EDIT 2: It might be worth noting that I use a hybrid graphics system INtel and ATI, but I haven't installed any propriertary drivers, or manually upgraded any.

EDIT 3: sudo tail -f -n 1000 /var/log/syslog when starting TLP:

^[[B^[[AMay  5 21:52:57 gaj-Lenovo-Z51-70 kernel: [ 7945.966502] acpi_call: Cannot get handle: Error: AE_NOT_FOUND
May  5 21:52:57 gaj-Lenovo-Z51-70 kernel: [ 7945.976707] acpi_call: Cannot get handle: Error: AE_NOT_FOUND
May  5 21:53:12 gaj-Lenovo-Z51-70 kernel: [ 7961.360242] acpi_call: Cannot get handle: Error: AE_NOT_FOUND

Best Answer

You have installed TLP to extend the battery life on your laptop, but are still getting poor battery life. When you look at the output of tlp -stat output you found the error message x86_energy_perf_policy: program for your kernel not installed.

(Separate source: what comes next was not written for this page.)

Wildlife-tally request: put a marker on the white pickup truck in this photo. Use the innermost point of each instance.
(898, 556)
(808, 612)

When you attempt to install the energy performance policy by sudo apt-get install linux-tools-generic the install appears to work but does not have any effect.

I have looked at the code for x86_energy_perf_policy and I could see no issues with it. It does not appear to be kernel specific so it looks like x86_energy_perf_policy which is part of linux-tools-common is not linked into the kernel properly.

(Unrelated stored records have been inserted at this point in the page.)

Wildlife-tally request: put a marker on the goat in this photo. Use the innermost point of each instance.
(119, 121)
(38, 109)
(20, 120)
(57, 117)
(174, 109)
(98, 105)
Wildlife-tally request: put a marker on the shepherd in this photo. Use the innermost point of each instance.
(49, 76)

This will have a big effect on battery life for laptops with Intel CPUs since the default policy is to maximise performance at the expense of energy expenditure (and hence battery life).

I may be wrong and x86_energy_perf_policy could be depreciated and TLP has yet to catch up but this looks like a serious kernel bug. I could attempt to patch your kernel to resolve this, but this issue will effect this and subsequent versions of the Linux kernel until it is resolved so I suggest you raise a bug by entering ubuntu-bug at a terminal. Feel free to paste parts of this answer into your bug report if this helps.